Low Appraisal When Purchasing a Home
Purchasing a home can be a very stressful experience. Long search times, indecisiveness, and an inability to find a home everyone in the family will love are some of the most common issues people run into when searching for a home. Finally finding a home you’re absolutely happy with can be a big relief – until the appraisal value turns out to be much lower than your offer. It’s a common situation in rising housing markets. A rise in demand forces homebuyers to bid against each other, forcing home prices to rise well above their previous values. In many cases, people are happy to pay a premium for a home, seeing it as a serious investment with a long time horizon. But the appraisal value can often fall short of the negotiated price of the home, creating many issues.
Most lenders base mortgages as a percentage of the appraised value of the home. For example, if your home is appraised at $300,000, a lender might only let you borrow $240,000, or 80% of this appraised value. This can be a problem when the appraised value is much lower than your offer, as you’ll have to put more cash down because lenders are covering less of the cost.
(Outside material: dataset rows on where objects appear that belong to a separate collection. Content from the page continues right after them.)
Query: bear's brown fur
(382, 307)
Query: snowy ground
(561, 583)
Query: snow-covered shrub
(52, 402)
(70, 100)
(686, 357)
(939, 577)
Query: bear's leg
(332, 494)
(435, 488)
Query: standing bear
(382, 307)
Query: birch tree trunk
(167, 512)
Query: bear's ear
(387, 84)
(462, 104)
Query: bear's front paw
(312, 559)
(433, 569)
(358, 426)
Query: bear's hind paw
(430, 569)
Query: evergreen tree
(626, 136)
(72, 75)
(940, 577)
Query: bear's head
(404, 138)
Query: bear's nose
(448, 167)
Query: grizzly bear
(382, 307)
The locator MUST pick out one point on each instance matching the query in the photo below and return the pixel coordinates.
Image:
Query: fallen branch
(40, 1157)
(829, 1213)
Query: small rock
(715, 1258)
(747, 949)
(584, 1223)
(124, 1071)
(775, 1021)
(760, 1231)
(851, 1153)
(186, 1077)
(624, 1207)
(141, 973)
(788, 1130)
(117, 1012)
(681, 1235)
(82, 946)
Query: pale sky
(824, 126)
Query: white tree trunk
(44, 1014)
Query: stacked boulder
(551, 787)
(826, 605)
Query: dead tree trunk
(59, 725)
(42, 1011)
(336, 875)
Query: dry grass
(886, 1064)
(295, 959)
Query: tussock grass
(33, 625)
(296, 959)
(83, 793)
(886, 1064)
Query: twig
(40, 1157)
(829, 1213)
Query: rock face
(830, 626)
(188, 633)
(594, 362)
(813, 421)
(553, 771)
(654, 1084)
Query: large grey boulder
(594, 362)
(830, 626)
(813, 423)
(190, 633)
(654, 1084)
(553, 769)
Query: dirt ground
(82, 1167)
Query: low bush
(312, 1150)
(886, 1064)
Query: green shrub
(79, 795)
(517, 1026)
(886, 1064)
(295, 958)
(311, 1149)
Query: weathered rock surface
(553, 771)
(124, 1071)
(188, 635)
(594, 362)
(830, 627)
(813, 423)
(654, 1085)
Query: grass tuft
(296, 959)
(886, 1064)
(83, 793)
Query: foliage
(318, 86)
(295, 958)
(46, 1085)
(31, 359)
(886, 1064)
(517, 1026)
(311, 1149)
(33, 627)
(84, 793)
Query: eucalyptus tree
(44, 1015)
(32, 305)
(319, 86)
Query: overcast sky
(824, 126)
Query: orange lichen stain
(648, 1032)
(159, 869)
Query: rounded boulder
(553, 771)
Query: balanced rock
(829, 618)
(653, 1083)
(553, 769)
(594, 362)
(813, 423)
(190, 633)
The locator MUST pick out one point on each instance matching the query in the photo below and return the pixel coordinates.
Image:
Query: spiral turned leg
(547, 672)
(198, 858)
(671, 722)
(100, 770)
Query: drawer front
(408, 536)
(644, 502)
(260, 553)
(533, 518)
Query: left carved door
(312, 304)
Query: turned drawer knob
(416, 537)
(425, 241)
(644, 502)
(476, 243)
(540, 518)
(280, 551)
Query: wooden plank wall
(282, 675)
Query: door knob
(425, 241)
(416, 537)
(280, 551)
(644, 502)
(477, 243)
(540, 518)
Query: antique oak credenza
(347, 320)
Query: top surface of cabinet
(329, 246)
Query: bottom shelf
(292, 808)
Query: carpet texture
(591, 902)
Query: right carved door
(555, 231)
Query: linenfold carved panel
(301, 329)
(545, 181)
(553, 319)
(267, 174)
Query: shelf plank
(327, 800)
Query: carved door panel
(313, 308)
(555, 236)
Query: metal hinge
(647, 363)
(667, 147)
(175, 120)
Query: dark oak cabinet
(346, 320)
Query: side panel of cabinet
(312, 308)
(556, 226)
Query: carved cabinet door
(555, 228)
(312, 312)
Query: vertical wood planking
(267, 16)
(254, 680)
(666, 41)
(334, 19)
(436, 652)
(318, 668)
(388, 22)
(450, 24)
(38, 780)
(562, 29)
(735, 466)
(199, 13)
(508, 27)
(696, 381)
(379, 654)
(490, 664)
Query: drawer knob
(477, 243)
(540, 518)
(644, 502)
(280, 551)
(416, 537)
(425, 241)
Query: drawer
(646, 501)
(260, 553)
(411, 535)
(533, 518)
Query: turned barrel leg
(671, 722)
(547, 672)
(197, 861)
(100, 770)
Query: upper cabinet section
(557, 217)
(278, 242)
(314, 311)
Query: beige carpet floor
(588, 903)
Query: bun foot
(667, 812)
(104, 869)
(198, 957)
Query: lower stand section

Solutions Contracts usually have an appraisal contingency clause in order to protect you, the buyer. If the actual appraisal does not match the pre-determined amount, the contract becomes null and void. Use this as a way to negotiate a new price – or at least get your money back! You could also appeal the valuation and ask for a second appraisal – but this can quickly become expensive. A cooperative seller might offer to cover the costs of the appeal, hoping to close the negotiation for good. In order to receive a fair appraisal, you must make sure to provide comparable listings and recent sales in the area that match your offer. Ultimately, this could be a sign that you’re overpaying for your home and should perhaps re-evaluate how much a new home is truly worth. By overpaying on a home, you could be inviting years of stress on high mortgage payments and preventing yourself from enjoying financial freedom in the later years of your life.